Immigrant developed app for food waste

 

Raj Karmani was a graduate student in computer science at the University of Illinois at Urbana-Champaign when his frequent trips to the neighborhood bagel store opened his eyes to food waste. Most of the unsold bagels usually went into the trash. Karmani’s obsession with efficiency got him thinking: What if there were an app that would sync up businesses with fresh, excess food and organizations in need of it? In 2013, he started Zero Percent, an online platform for food donation.
Here’s how it works: First, a food producer at a commercial kitchen, say a restaurant or bagel shop, opens an Uber-style app and drops in detailed data about the excess food: the amount, where to pick it up, when to pick it up, etc. Then, a delivery person, hired by Zero Percent, scoops up the food and drops it off at any number of youth groups, community centers, or nonprofits that have also signed up for the app and signaled a need.
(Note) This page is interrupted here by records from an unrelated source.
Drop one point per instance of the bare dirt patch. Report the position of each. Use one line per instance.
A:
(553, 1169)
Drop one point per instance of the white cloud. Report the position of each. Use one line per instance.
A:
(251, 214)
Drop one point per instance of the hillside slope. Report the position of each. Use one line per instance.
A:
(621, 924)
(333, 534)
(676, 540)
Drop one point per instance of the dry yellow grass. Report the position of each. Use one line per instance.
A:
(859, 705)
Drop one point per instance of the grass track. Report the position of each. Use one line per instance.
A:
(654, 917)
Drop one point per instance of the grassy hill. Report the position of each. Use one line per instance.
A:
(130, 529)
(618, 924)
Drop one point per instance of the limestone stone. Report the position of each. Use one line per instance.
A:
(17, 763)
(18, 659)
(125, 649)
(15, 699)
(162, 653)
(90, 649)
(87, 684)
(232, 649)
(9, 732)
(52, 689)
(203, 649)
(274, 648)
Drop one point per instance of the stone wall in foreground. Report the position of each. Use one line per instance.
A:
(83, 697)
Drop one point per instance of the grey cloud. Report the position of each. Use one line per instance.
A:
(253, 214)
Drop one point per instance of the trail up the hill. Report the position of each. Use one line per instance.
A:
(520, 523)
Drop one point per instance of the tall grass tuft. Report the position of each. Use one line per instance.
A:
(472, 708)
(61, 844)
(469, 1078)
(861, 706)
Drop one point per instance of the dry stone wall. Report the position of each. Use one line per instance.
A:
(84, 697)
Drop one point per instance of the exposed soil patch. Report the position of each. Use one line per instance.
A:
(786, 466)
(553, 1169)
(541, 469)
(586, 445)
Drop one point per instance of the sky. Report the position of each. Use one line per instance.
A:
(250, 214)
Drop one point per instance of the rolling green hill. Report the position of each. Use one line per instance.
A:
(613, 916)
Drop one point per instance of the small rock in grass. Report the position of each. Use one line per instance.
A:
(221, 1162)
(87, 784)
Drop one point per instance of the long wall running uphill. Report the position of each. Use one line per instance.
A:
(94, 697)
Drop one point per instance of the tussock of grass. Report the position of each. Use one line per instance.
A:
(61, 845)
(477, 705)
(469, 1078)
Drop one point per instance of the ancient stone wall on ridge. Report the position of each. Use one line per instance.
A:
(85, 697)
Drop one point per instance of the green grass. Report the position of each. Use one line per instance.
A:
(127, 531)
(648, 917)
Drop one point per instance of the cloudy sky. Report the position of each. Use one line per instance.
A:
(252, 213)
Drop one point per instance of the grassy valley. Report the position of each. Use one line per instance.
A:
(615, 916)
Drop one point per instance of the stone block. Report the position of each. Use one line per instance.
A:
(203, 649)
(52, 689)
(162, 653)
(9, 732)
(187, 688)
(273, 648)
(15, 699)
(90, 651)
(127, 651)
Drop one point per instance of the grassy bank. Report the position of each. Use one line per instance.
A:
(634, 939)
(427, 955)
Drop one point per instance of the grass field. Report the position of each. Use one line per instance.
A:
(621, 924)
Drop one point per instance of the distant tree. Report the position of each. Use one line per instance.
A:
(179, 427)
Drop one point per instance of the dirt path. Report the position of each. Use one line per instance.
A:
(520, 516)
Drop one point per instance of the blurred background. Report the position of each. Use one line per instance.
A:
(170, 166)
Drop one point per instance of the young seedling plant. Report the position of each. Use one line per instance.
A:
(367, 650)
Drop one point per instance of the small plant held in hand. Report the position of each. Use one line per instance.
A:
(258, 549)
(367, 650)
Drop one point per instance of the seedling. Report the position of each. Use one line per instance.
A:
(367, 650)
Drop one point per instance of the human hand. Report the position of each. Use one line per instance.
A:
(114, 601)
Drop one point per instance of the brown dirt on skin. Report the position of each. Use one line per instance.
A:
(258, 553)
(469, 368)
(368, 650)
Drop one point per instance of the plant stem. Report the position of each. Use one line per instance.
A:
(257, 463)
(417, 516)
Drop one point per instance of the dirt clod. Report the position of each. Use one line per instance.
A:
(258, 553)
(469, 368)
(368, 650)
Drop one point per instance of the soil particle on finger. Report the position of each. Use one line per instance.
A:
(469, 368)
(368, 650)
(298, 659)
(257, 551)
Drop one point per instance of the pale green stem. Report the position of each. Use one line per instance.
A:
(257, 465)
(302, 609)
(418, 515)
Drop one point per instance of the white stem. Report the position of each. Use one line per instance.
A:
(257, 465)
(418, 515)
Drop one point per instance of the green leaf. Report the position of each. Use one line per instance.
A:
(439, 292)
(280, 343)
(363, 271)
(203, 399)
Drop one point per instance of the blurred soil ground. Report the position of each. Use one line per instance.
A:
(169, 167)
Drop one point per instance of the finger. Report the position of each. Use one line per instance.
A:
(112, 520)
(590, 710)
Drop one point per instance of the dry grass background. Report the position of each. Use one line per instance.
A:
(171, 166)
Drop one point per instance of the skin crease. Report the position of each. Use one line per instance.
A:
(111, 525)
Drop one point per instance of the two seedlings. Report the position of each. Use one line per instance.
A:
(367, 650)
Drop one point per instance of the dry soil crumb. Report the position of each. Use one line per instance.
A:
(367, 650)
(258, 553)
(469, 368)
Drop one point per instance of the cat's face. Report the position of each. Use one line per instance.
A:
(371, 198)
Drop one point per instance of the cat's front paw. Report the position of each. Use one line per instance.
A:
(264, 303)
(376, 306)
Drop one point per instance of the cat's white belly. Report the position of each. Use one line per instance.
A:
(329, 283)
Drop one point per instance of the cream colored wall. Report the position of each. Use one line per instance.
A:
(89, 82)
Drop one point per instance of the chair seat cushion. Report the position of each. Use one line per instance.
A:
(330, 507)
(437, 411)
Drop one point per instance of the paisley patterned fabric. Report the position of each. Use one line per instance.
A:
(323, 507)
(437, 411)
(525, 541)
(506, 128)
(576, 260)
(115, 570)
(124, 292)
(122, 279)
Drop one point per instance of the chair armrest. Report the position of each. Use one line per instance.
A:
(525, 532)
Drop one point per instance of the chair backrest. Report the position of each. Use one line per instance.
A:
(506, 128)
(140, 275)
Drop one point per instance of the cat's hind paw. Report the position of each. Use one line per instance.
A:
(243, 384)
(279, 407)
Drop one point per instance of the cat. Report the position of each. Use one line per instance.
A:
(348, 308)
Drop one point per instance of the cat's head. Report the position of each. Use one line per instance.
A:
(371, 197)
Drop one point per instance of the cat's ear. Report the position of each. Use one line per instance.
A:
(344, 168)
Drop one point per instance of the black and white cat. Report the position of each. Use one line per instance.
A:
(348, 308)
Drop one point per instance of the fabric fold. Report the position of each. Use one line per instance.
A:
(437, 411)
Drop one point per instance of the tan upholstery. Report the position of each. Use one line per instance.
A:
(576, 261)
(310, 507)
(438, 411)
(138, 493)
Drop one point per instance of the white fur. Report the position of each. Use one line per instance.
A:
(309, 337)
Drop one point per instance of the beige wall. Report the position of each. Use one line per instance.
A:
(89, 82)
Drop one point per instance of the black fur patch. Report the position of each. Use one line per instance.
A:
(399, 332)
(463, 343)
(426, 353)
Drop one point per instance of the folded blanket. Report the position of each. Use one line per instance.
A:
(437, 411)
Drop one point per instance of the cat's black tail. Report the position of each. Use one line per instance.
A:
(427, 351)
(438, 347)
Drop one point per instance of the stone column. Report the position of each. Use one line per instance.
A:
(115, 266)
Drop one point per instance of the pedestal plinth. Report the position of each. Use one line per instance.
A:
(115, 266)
Right now, Zero Percent operates in the Chicago area and in Urbana-Champaign (but plans to expand), and its biggest clients include the University of Illinois and the local Salvation Army. Karmani says Zero Percent has delivered more than 1,000 meals. As a well-educated and relatively well-off immigrant, the experience has been eye-opening for him. “Some of these kids have never seen strawberries.”